Banks lead sell-off as Greece fear factor hits markets

Banking shares plunged this morning, leading markets lower, following news Greek prime minster George Papandreou has called a referendum over last week’s eurozone rescue deal.

French bank Credit Agricole dropped 10.15% to €5.10 while Société Générale plunged 10% to €18.97.

In the UK, Barclays was down 7.48% to 180.7p while Royal Bank of Scotland fell 6.5% to 22.65p and Lloyds fell 4.5% to 31p per share.

London’s FTSE 100 index continued to fall after initially shedding 100 points on opening to 5,338. By 9am it had fallen to 5,406.

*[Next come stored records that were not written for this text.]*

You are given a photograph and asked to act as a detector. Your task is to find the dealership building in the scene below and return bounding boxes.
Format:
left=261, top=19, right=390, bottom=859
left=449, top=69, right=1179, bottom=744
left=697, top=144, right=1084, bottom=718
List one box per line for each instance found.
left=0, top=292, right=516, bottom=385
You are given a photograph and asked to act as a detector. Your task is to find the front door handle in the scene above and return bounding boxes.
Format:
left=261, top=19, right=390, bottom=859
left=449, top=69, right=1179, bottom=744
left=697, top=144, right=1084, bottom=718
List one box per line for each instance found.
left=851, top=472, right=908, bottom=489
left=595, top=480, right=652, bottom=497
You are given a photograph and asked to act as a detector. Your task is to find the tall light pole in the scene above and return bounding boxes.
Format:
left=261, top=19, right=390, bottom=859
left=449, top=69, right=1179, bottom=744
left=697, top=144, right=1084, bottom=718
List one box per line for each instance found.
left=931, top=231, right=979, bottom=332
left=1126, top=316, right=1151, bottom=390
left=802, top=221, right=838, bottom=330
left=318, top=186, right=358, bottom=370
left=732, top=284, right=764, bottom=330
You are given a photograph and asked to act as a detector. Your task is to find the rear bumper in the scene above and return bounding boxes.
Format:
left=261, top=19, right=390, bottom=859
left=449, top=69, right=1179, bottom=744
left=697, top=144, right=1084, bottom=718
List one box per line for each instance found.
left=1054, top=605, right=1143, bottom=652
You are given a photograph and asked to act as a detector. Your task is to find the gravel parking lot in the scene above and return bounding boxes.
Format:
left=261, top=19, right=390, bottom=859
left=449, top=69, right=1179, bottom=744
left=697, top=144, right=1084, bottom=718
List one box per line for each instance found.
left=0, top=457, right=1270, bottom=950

The German Dax and the French Cac also lost ground, with the Dax seeing a near 3.8% drop to 5,905 and the Cac 40 falling 3.36% to 3,133.

The decision over whether Greece signs up to the eurozone rescue deal – which will see Greece given a €100bn loan and bondholders facing a 50% haircut – is now in the hands of the citizens of Greece.

Recent months have seen the Greek population rioting over the strict austerity cuts Papandreou has tried to push through as part of the conditions of receiving eurozone help.

The development has shaken investors, who fear Greece will reject the deal, escalating the wider eurozone crisis.

Overnight markets around the globe sold off as news of the proposed referendum emerged.

In the US, the Dow closed down 2.26% at 11,955 points, while the S&P 500 was off 2.5% at 1,253.

In Asia, shares were also lower, with investors fretting over weak Chinese manufacturing data.

The Nikkei closed down 1.7% at 8,836, while in Hong Kong, the Hang Seng was off 2.4% at 19,396.

Meanwhile Brent Crude dropped 1.5% to $107.9 per barrel and gold fell just over 1% to $1,722 per ounce.